Cumulatively through the sale, which began September 11, 2,420 horses grossed $306,377,600 for an average of $126,602 and a median of $65,000. The cumulative RNA rate is 26 per cent.
The Gio Ponti filly was bred in Kentucky by Frank Penn and consigned as Hip 3667 by Penn Sales. The January foal is a half-sister to Grade 3 Canadian Derby third-place finisher The Accuser and to stakes-placed Toulouse Lautrec.
The session-topper was produced from the Meadowlake mare Lac Du Printemps, a sister to Grade 1 winner and sire Greenwood Lake, and a half-sister to Canadian grass champion Charlie Barley, Breeders' Cup Juvenile winner and sire Success Express, and stakes winner Royal Hudson.
"She just happened to be a standout physical with a beautiful walk, and she had a good pedigree on the bottom side," John Penn said. "My brothers have raised that entire group of horses from the second dam on."
"She made my heart flutter," Brocklebank said of the filly. "She's an absolute star. She's what you want in a horse."
The sale grounds and pavilion were heavily populated, primarily by pinhookers looking to fill orders, as well as a healthy mix of domestic and foreign buyers.

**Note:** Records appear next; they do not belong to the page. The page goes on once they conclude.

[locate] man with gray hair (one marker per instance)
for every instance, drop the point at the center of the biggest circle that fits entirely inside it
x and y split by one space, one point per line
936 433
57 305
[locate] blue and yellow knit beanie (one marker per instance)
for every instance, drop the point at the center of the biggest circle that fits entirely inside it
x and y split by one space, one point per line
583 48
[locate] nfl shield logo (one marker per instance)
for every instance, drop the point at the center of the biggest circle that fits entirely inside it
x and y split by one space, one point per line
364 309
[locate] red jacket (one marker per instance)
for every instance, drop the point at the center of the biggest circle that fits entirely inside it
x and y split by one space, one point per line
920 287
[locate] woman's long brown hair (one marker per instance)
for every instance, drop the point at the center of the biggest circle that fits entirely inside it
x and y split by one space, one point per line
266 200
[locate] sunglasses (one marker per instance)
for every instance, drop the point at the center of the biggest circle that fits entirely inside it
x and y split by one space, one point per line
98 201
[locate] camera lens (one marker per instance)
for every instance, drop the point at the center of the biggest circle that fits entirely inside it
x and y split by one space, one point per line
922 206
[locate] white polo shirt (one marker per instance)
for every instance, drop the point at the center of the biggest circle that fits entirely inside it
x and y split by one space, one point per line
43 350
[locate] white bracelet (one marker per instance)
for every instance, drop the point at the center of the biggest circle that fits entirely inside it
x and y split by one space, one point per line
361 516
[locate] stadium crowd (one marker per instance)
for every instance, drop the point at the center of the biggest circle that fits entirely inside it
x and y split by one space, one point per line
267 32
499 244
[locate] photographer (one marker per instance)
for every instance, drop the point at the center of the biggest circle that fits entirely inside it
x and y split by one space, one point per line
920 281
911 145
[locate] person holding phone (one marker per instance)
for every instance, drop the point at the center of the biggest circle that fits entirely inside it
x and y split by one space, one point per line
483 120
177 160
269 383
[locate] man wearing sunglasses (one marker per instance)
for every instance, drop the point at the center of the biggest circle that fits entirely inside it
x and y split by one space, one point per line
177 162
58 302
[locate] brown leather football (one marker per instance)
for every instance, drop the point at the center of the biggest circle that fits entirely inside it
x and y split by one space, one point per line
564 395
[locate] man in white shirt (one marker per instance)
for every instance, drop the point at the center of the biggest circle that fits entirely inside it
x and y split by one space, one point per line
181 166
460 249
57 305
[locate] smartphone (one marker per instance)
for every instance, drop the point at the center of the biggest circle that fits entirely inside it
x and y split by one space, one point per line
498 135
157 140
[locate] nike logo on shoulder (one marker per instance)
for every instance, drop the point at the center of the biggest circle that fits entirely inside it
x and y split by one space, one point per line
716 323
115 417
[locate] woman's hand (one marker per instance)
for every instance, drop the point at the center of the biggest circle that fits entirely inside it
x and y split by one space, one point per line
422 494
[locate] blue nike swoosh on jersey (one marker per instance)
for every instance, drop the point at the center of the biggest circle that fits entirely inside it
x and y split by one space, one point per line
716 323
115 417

Brocklebank, the session's leading buyer with two horses purchased for $136,000, said it was still a very competitive environment late in the marathon auction.
"I feel like a fox in the hen house, and I go to pick up the eggs and they are rocks," the gregarious agent said. "It's tough but it's exciting. The quality is really good. I think the physicals are better than they were three days ago."
Penn agreed that the atmosphere was rare for this point in the sale and was reminiscent of the sale scene prior to the recession.
"It's as good as it's been since 2008," Penn said. "There are a lot of people here, and considering the state of racing, I don't understand the demand, but I'm glad it's here."
Lane's End, agent, was the session's leading consignor, with 15 horses sold for $276,500.
The final day of the September sale is on Saturday.